Cringe- worthy anthem performances
Anthem gaffes a nightmare for sports teams
TORONTO — Last May at the Memorial Cup, a rich-voiced young singer named Alexis Normand tried to tackle The Star-Spangled Banner and found a perilous fight indeed.
Like a speedy winger getting hooked from behind, Normand stalled out as she tried to summon the words. Fortunately, an empathetic Saskatoon audience was standing guard, ready to whistle their support and pick up the flagging Normand with the power of their collective voices.
If only the rest of us were so kind. Over on YouTube, uploaded clips of Normand’s shaky performance have been viewed well over 800,000 times. Of course, she’s hardly the sole target of such schadenfreude. The one sports bet that you can take to the bank is that a singer who screws up the U.S. or Canadian anthem will be the subject of blooper reels, international memes and snarky online commenters.
So it perhaps shouldn’t be surprising that sports organizations go to great lengths to ensure their singers are ready to belt out the two songs that almost every fan knows by heart. Still, those in charge of selecting the anthem singers have a nervous few minutes every time fans are asked to stand and sing along to the national anthems.
“I get like that every single time they perform,” said Anton Wright, the Toronto Raptors’ manager of marketing and game operations. “You’ve seen all the things that could go wrong. … You’re always hoping that they get through it.
“Luckily, knock on wood, we haven’t had anything that’s really, really bad,” he said. “We’ve had times where people have messed up, sung the anthem incorrectly at some points, but they haven’t done it that badly where it’s got all over on the news and on social media.
“But definitely,” he said, “when it’s a new person that’s performing for us for the first time, that’s always in the back of my mind.”
Many sports fans can mentally call upon the most memorable anthem screw-ups as if they were highlight-reel plays.
Among the most unforgettably awful performances? There was Carl Lewis at a 1993 NBA game turning The StarSpangled Banner into an offkey, rhythmless odyssey while members of the Chicago Bulls tried to mask their guffaws with their warm-up jackets. Similarly, one also must assume that after her screeching, irony-drenched version of the U.S. anthem at a 1990 San Diego Padres game, Roseanne Barr was barred from ever squealing the tune again.

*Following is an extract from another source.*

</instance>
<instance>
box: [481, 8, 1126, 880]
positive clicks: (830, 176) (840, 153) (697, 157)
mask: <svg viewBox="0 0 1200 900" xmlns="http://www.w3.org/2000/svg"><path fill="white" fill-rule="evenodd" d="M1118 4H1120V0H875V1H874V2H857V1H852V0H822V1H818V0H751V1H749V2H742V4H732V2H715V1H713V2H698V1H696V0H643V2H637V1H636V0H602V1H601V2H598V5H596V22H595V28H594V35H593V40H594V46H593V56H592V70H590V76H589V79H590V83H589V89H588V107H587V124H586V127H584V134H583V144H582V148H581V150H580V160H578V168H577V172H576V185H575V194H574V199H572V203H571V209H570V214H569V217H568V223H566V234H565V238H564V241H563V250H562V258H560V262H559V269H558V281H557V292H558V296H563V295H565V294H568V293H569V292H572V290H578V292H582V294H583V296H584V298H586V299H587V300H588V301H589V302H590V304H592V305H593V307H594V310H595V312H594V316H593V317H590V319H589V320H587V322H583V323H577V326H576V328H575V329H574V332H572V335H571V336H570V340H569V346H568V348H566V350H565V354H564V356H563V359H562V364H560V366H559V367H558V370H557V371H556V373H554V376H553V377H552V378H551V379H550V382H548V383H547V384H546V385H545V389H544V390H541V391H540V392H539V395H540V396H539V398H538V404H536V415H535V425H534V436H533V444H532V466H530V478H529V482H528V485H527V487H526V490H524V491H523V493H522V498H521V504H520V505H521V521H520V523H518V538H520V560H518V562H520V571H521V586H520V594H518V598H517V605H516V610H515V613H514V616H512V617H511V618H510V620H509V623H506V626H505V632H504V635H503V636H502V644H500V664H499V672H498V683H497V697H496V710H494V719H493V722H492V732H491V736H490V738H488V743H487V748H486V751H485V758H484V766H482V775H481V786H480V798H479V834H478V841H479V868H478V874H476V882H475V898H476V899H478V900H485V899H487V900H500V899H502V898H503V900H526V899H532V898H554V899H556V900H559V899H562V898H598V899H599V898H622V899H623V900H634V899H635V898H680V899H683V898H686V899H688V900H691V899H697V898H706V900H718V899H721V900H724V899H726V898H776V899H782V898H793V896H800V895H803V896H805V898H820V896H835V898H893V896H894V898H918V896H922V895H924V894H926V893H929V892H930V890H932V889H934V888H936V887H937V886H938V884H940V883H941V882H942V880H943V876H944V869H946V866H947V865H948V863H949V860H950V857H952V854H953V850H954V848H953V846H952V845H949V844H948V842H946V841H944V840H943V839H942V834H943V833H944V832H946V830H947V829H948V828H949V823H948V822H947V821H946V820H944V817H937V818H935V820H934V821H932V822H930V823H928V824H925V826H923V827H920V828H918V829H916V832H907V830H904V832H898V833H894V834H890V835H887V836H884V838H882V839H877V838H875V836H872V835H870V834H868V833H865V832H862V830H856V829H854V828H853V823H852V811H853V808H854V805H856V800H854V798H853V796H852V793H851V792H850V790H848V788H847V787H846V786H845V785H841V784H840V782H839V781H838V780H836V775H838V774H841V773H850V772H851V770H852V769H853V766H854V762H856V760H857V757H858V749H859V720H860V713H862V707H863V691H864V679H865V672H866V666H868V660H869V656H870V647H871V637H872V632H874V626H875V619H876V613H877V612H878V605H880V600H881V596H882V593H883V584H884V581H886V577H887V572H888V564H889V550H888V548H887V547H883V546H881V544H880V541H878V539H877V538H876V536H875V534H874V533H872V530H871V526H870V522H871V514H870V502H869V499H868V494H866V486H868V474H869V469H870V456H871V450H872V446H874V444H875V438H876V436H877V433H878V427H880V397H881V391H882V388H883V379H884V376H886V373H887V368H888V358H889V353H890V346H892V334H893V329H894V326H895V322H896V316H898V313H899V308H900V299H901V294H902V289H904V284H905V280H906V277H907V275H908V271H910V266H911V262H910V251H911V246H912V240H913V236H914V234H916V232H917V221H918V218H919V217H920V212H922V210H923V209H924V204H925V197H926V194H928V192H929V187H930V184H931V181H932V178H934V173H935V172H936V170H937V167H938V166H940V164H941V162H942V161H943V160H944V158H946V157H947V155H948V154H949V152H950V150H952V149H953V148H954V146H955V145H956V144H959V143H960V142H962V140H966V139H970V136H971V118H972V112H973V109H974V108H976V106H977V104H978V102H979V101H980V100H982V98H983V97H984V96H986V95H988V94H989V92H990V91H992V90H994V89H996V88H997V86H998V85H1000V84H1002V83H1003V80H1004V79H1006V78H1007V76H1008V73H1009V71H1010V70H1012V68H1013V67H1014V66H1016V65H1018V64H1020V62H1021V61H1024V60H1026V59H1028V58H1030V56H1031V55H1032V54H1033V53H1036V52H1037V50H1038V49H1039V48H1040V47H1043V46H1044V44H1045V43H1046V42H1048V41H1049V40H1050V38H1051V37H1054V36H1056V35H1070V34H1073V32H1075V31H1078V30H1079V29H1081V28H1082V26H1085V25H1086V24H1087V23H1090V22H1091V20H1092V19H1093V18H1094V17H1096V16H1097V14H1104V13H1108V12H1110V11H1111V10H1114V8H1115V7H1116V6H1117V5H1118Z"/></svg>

And the gold standard for bizarre interpretations of O Canada has to be Greg Bartholomew’s sinful take at a Las Vegas CFL game in 1994, when he fused the melody with O Christmas Tree and possibly provided the highlight of Canadian football’s brief foray into the United States.
The anthems — particularly the long, winding Star-Spangled Banner — are not easy to sing. They’re particularly difficult in an arena packed with thousands of fans, typically without the acoustics or carefully tailored sound equipment most singers are afforded for public performances.
So why do we take such joy in watching them flail?
“It’s a song we all know — four-year-olds can sing O Canada ... so how could you screw up that?” said Dale Saip, vicepresident of business development for the Western Hockey League’s Vancouver Giants.
“If someone gets some rock song wrong, we don’t even notice. ... It’s that kind of a thing. Everyone knows it, they know what you’re supposed to do, and they’ll watch when you screw up. People pay attention.”
Further, many fans can relate to the terrified singers.
“We can’t all visualize ourselves scoring a hat trick for the Toronto Maple Leafs, but a lot of us can visualize ourselves and imagine what it might be like to sing the anthem for the Toronto Maple Leafs,” said Mike Ferriman, the Leafs’ manager of game presentation. “They connect with that moment. It could have happened to them.”
Saip frequently has his 26-year-old daughter and 21-year-old son handle the stressful job of singing the anthems at Giants games. They find encouragement from Giants co-owner Michael Bublé, not that the Grammywinning crooner is anxious to get out there himself.
“He said to me: ‘Anthems can be a career killer,’ ” recalled Saip. “You walk out there and forget where you are or something happens, and that’s not a good thing to have happen.”
All the teams interviewed for this story audition singers carefully before they appear in front of a home crowd (Ferriman estimates 300 to 500 hopefuls show up for the Leafs’ biannual tryouts). The teams also prefer to keep a small stable of anthem singers rather than experimenting extensively with drop-ins, even if a splashy name might bring a brief rush to the audience.
Even with experienced singers, teams take precautions. Wright of the Raptors has coordinators at the ready to run out and prompt a singer with the next line should he or she briefly lose hold of the lyrics.